June 14, 2022
by Whitney Clavin, California Institute of Technology
A new image from NASA's Hubble Space Telescope is brimming with distant galaxies in an assortment of shapes. Some are seen face-on and appear oval or as disks or spirals, while others are seen edge-on and look more like cigars. The new image differs from past views of the same field of galaxies in that it now includes observations made in ultraviolet light.
"Ultraviolet light comes from the most massive stars, which are also the youngest and hottest of stars, and it provides a unique insight into ongoing star formation in galaxies both near and far," says Xin Wang, a postdoctoral scholar at Caltech's IPAC, an astronomy center. Wang presented the results June 14 at the 240th meeting of the American Astronomical Society (AAS) in Pasadena.
Wang and his colleagues, led by Harry Teplitz, a staff scientist at IPAC, used the Hubble Space Telescope to survey ultraviolet light coming from distant galaxies in a collection of different patches of sky known collectively as CANDELS, for Cosmic Assembly Near-infrared Deep Extragalactic Legacy Survey. They surveyed a large portion of the CANDELS fields, covering an amount of sky equivalent to about 60 percent the size of the full moon. In total, the new program, called UVCANDELS, imaged about 140,000 galaxies and amounted to about 10 days of Hubble time.

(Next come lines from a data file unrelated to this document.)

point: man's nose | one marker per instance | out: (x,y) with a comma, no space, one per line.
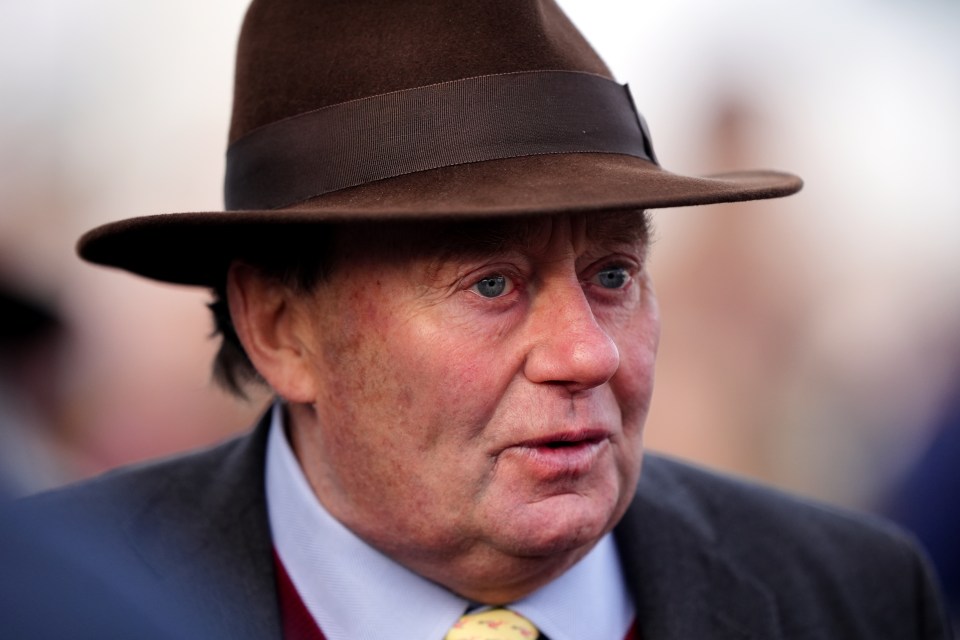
(568,346)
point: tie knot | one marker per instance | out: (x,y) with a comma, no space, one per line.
(493,624)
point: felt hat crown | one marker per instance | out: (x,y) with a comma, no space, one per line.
(404,109)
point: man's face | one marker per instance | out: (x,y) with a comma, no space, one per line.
(480,392)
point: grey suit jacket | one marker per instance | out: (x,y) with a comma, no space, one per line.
(706,557)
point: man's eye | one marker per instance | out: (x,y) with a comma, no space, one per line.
(613,278)
(492,286)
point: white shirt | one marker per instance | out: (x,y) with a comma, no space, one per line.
(354,592)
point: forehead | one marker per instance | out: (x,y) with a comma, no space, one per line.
(450,239)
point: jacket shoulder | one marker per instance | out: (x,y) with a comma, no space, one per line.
(826,568)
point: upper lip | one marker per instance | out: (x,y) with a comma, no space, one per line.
(591,435)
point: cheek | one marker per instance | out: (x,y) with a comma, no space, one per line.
(637,342)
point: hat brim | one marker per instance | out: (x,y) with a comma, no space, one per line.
(197,248)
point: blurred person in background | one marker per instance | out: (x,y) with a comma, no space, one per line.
(434,255)
(926,498)
(31,349)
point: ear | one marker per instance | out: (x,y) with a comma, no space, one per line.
(264,317)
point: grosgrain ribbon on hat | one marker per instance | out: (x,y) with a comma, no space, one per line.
(470,120)
(493,624)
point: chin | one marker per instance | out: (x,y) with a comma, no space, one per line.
(561,528)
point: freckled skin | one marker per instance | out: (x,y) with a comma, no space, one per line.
(425,393)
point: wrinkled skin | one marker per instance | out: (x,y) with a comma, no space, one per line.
(470,399)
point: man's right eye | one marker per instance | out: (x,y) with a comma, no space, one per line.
(492,286)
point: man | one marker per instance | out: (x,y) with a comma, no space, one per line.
(434,255)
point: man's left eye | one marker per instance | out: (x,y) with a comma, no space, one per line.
(613,278)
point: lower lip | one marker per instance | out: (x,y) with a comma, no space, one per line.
(564,461)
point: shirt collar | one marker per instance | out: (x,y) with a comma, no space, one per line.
(371,596)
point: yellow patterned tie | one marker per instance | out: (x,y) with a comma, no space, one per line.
(493,624)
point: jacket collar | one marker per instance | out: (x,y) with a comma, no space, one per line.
(683,585)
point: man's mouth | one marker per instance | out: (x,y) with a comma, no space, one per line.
(563,454)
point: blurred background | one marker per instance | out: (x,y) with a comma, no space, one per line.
(812,342)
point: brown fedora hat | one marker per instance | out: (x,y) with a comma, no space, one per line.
(402,109)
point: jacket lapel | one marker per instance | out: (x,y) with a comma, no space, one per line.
(683,587)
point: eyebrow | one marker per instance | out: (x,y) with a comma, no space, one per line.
(483,237)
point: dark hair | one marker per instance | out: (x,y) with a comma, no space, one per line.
(298,260)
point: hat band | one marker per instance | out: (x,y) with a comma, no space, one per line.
(471,120)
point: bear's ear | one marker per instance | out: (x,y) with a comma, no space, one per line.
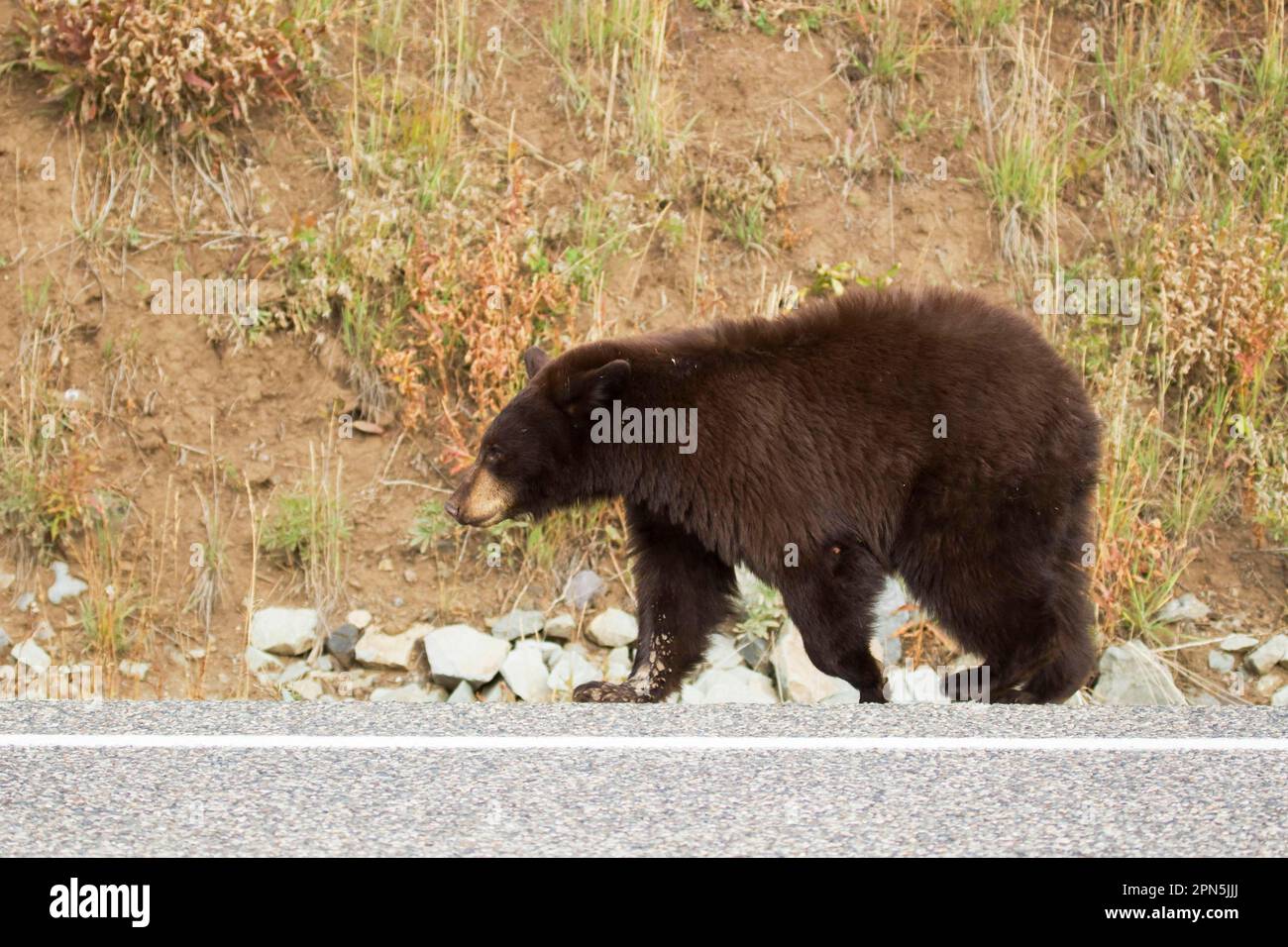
(533,361)
(593,386)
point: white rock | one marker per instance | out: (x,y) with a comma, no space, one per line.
(459,652)
(464,693)
(518,624)
(1267,655)
(262,663)
(493,692)
(33,656)
(377,650)
(799,681)
(550,652)
(1183,608)
(283,630)
(1129,674)
(913,685)
(729,685)
(1269,684)
(583,587)
(613,628)
(722,652)
(524,671)
(1222,661)
(571,671)
(407,693)
(562,625)
(64,583)
(138,671)
(618,665)
(1237,643)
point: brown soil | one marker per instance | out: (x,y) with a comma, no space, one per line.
(261,410)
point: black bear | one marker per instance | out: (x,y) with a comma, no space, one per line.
(931,436)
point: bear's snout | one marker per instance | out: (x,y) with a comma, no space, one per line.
(481,500)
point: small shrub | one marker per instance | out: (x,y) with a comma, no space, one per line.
(303,526)
(1223,308)
(166,60)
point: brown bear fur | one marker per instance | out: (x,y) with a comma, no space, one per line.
(816,433)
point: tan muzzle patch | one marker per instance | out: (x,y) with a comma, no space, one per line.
(482,500)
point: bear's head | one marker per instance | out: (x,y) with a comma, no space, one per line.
(532,455)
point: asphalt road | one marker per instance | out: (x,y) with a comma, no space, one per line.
(375,780)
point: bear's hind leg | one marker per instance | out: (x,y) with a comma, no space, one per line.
(829,598)
(683,592)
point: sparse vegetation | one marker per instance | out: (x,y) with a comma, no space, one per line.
(167,62)
(438,189)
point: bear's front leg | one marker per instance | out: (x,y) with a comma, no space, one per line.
(683,592)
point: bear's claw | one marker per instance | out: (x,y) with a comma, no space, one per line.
(603,692)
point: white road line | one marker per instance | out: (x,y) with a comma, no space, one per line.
(299,741)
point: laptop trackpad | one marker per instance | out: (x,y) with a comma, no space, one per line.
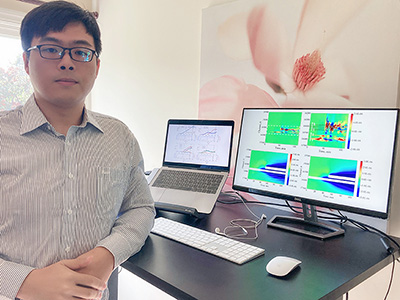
(183,198)
(156,193)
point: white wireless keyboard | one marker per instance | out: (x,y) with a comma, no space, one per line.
(229,249)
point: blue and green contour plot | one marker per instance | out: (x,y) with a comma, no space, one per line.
(332,175)
(283,128)
(268,166)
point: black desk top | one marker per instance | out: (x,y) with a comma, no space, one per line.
(329,268)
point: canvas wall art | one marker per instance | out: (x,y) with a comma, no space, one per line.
(298,53)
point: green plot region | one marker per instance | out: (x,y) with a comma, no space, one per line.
(332,175)
(328,130)
(268,166)
(283,128)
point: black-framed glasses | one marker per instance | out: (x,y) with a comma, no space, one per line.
(54,52)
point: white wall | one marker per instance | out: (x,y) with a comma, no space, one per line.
(150,72)
(150,66)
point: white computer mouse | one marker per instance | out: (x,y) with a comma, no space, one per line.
(282,265)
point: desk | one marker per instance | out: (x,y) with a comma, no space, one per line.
(329,268)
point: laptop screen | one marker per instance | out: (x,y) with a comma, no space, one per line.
(204,144)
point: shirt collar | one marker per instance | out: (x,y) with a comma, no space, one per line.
(33,118)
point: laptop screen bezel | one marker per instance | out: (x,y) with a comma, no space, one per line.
(229,123)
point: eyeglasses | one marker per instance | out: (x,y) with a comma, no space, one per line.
(54,52)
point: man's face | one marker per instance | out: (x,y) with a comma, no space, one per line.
(63,83)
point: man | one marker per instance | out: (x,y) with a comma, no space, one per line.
(74,203)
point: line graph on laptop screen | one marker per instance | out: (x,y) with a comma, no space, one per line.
(198,144)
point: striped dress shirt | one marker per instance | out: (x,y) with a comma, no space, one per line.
(61,196)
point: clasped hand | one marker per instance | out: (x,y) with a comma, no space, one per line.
(63,280)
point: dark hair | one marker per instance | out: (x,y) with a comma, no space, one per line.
(54,16)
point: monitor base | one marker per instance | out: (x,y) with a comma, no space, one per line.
(308,226)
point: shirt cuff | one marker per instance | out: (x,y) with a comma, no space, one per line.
(12,275)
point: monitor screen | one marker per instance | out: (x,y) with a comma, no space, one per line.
(335,158)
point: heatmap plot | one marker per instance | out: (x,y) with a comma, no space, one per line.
(283,128)
(268,166)
(332,175)
(328,130)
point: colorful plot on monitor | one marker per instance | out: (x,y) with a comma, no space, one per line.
(268,166)
(283,128)
(328,130)
(332,175)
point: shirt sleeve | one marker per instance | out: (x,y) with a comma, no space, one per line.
(136,215)
(12,275)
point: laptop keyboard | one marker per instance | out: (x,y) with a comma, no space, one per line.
(212,243)
(188,181)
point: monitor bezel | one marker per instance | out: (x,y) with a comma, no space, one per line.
(316,202)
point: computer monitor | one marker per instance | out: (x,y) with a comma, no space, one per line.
(334,158)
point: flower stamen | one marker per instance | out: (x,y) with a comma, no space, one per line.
(308,70)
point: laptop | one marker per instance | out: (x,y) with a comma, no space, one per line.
(193,148)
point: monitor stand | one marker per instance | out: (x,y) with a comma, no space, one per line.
(309,225)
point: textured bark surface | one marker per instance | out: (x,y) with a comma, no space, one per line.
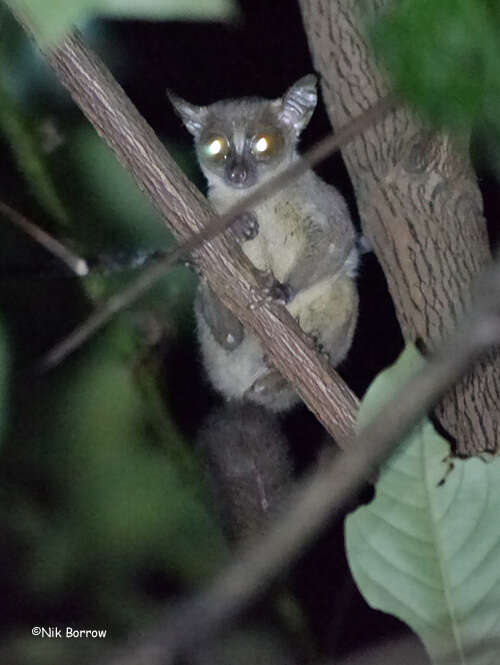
(420,207)
(186,212)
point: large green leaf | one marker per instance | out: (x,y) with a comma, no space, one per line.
(52,19)
(443,57)
(427,548)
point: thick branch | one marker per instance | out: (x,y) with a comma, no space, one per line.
(322,495)
(185,210)
(420,206)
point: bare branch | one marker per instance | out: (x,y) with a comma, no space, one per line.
(420,207)
(216,225)
(75,263)
(229,272)
(320,497)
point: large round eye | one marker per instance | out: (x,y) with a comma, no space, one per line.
(267,144)
(216,148)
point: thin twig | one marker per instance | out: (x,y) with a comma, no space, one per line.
(75,263)
(218,224)
(320,497)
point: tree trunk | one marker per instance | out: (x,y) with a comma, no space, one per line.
(420,207)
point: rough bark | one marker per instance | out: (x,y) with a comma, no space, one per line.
(420,207)
(186,212)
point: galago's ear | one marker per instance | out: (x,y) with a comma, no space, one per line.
(192,116)
(298,103)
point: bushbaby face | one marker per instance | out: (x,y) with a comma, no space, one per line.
(241,143)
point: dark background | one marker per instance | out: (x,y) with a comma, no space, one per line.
(202,62)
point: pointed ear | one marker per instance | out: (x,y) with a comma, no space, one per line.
(298,103)
(192,116)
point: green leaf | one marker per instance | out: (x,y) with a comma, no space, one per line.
(52,19)
(182,10)
(427,548)
(27,150)
(443,57)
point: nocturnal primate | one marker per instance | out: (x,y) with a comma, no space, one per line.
(302,235)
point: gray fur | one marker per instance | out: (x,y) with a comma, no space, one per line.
(304,236)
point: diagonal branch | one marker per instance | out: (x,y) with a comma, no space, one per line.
(321,496)
(186,211)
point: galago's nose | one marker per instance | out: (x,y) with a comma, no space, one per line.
(238,172)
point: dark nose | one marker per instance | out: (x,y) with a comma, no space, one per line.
(238,172)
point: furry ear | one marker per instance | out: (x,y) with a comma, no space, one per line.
(192,116)
(298,103)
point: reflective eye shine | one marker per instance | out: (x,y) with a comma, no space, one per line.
(215,147)
(262,144)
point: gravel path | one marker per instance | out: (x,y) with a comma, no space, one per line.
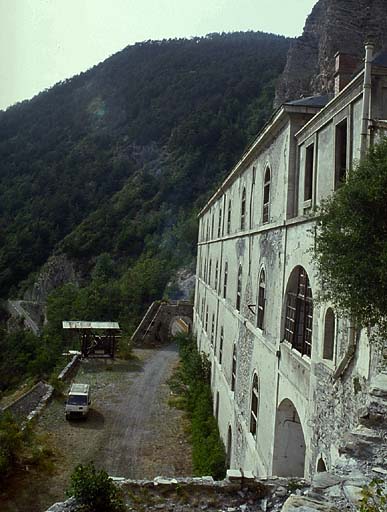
(131,431)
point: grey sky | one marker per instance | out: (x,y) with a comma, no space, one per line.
(44,41)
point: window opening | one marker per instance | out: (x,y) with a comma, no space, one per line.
(221,345)
(229,217)
(254,406)
(225,280)
(308,181)
(299,314)
(220,222)
(266,196)
(239,289)
(341,153)
(329,334)
(243,209)
(233,369)
(261,299)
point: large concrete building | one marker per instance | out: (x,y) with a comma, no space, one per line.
(289,375)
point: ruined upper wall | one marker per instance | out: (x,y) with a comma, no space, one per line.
(332,26)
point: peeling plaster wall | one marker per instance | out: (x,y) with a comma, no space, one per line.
(326,407)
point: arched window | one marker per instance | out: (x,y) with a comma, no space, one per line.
(221,345)
(254,406)
(212,329)
(252,194)
(229,217)
(239,289)
(261,299)
(225,280)
(229,447)
(220,222)
(233,369)
(266,196)
(243,209)
(329,334)
(321,467)
(299,311)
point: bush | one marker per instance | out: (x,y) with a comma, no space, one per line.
(192,382)
(94,491)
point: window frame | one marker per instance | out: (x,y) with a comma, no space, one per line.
(261,302)
(254,406)
(266,196)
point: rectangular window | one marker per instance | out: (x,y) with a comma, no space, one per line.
(308,181)
(341,163)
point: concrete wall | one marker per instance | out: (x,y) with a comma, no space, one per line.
(306,403)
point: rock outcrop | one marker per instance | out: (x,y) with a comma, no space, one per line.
(332,26)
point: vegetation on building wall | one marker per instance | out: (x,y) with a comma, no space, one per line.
(191,385)
(351,241)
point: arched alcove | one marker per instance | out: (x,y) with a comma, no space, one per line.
(229,447)
(289,443)
(321,467)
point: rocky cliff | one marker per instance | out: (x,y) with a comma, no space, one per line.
(332,26)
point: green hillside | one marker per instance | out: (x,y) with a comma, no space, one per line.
(112,166)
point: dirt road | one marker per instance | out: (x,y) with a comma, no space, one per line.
(131,430)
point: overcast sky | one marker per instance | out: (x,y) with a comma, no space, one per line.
(44,41)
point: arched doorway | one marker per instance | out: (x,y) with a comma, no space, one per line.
(289,444)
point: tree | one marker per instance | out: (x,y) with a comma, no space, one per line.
(351,241)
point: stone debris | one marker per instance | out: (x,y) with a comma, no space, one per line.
(326,493)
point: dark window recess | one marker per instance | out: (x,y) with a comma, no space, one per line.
(266,196)
(254,406)
(212,328)
(220,223)
(239,289)
(329,334)
(261,300)
(243,210)
(233,369)
(341,153)
(229,218)
(225,280)
(309,164)
(299,314)
(221,345)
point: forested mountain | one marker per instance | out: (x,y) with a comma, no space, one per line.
(112,165)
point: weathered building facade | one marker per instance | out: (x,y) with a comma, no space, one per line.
(289,375)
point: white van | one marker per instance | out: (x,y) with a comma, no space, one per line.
(78,401)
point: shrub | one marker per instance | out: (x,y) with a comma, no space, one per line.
(94,491)
(192,382)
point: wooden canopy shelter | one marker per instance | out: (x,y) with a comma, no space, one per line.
(97,338)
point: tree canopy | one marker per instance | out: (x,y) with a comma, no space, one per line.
(351,241)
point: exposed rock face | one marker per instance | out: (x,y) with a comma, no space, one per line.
(58,271)
(332,26)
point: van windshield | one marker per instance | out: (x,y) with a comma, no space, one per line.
(77,400)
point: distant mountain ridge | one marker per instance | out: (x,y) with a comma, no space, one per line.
(116,157)
(333,26)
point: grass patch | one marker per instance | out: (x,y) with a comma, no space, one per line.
(190,385)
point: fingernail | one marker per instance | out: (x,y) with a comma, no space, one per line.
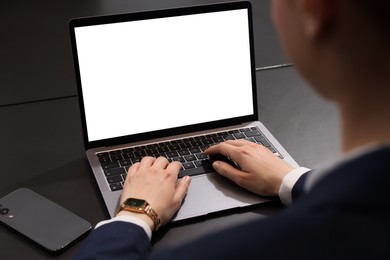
(216,164)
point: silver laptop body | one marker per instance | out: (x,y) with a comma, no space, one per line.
(168,76)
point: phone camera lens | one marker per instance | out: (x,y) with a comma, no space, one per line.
(4,211)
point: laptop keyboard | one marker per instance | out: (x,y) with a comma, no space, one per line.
(189,151)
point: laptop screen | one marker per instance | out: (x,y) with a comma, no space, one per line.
(147,75)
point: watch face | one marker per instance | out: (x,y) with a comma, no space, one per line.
(134,203)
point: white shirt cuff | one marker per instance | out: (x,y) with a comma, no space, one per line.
(288,183)
(129,219)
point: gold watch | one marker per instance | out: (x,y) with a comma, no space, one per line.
(141,206)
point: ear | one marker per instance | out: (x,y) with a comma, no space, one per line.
(317,16)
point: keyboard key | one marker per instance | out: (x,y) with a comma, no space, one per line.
(116,186)
(252,133)
(110,165)
(114,179)
(179,159)
(190,158)
(172,154)
(239,136)
(262,140)
(188,165)
(195,150)
(183,152)
(195,171)
(115,171)
(201,156)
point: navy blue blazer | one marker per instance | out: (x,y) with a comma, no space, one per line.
(346,215)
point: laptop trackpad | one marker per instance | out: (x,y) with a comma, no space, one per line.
(211,193)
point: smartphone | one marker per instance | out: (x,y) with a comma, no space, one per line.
(42,221)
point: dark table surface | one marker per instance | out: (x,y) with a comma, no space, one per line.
(41,140)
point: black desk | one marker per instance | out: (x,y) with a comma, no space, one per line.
(42,149)
(41,141)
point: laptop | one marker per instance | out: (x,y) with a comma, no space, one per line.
(169,83)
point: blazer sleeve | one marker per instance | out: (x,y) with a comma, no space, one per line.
(298,190)
(117,240)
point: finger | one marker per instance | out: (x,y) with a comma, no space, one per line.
(146,162)
(182,187)
(228,171)
(161,162)
(174,167)
(222,148)
(133,169)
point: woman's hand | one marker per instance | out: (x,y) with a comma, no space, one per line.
(155,180)
(261,171)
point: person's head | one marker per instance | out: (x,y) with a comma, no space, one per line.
(339,46)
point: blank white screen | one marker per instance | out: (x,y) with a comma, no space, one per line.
(155,74)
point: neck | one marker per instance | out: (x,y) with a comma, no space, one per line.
(365,122)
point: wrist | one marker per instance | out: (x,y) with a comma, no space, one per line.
(140,216)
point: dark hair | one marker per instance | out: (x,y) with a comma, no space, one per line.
(377,11)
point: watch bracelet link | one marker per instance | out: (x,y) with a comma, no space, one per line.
(153,216)
(148,210)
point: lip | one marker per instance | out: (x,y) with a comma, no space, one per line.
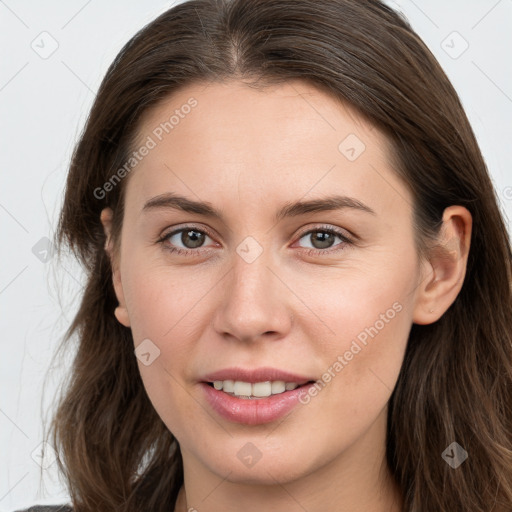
(253,375)
(255,411)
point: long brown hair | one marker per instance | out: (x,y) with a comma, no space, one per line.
(455,383)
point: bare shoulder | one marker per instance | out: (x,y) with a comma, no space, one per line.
(48,508)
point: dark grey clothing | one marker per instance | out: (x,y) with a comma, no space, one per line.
(48,508)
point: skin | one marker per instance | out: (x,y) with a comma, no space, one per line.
(248,152)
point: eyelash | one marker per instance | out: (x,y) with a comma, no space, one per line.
(310,252)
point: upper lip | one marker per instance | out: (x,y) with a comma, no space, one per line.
(253,375)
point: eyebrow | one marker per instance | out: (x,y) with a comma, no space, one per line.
(175,201)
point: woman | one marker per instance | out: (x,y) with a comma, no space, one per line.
(224,365)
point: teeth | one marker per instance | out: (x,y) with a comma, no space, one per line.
(254,390)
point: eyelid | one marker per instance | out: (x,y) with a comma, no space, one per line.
(347,239)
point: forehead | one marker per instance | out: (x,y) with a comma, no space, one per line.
(219,140)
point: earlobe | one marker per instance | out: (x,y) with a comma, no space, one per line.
(445,268)
(121,312)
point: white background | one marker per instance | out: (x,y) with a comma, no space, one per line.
(43,105)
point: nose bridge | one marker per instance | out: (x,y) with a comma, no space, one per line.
(253,301)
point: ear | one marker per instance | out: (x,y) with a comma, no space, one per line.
(121,311)
(444,270)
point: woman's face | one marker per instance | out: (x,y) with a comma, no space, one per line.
(321,292)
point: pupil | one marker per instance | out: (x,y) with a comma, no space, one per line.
(197,238)
(325,239)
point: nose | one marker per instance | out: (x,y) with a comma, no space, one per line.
(254,303)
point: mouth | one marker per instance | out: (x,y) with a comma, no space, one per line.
(256,390)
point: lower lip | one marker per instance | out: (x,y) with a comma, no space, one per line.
(253,411)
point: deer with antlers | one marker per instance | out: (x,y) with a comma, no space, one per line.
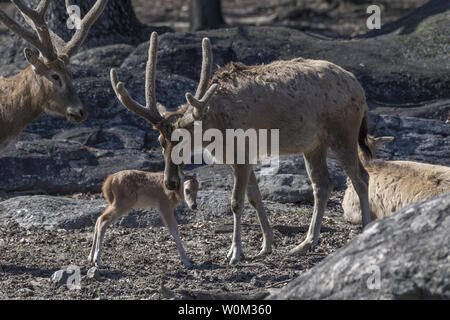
(315,104)
(46,85)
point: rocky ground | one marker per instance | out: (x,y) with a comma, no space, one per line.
(50,177)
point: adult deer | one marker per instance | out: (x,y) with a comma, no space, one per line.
(395,184)
(314,104)
(46,85)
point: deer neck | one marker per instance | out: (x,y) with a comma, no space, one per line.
(22,100)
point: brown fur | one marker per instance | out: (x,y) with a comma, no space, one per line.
(315,104)
(395,184)
(132,189)
(45,86)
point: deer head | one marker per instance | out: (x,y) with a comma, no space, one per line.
(167,122)
(51,65)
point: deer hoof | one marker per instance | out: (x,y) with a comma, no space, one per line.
(264,252)
(302,248)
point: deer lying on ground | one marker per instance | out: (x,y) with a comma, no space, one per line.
(132,189)
(46,85)
(314,104)
(395,184)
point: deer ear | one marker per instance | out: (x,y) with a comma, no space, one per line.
(33,59)
(381,141)
(64,58)
(161,109)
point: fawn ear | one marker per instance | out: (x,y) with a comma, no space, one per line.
(381,141)
(33,59)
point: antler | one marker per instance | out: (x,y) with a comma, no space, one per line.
(150,111)
(204,92)
(36,19)
(80,35)
(48,43)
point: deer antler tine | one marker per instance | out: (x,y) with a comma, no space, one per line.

The result is the largest ultraviolet Hubble survey of distant galaxies to date. The researchers say the images will ultimately help with a mystery dating back to the early chapters of our universe, to an epoch known as reionization. This is when extreme, or high-energy, ultraviolet light from the first stars and galaxies ionized a fog of hydrogen gas, splitting atoms into charged electrons and protons. After the fog burned away, light could travel through the universe unimpeded, bringing an end to the so-called dark ages. Exactly how this happened is not clear, but by studying the extreme ultraviolet light emitted by distant galaxies, scientists will gather new clues.
"We can't see the extreme ultraviolet light coming from the first galaxies because those photons are absorbed before they reach us," says Teplitz. "We look instead at very similar, or analogous, galaxies that are not quite as far away—11 billion light-years instead of more than 13 billion—to try to understand the physical conditions that enabled the first galaxies to cause reionization."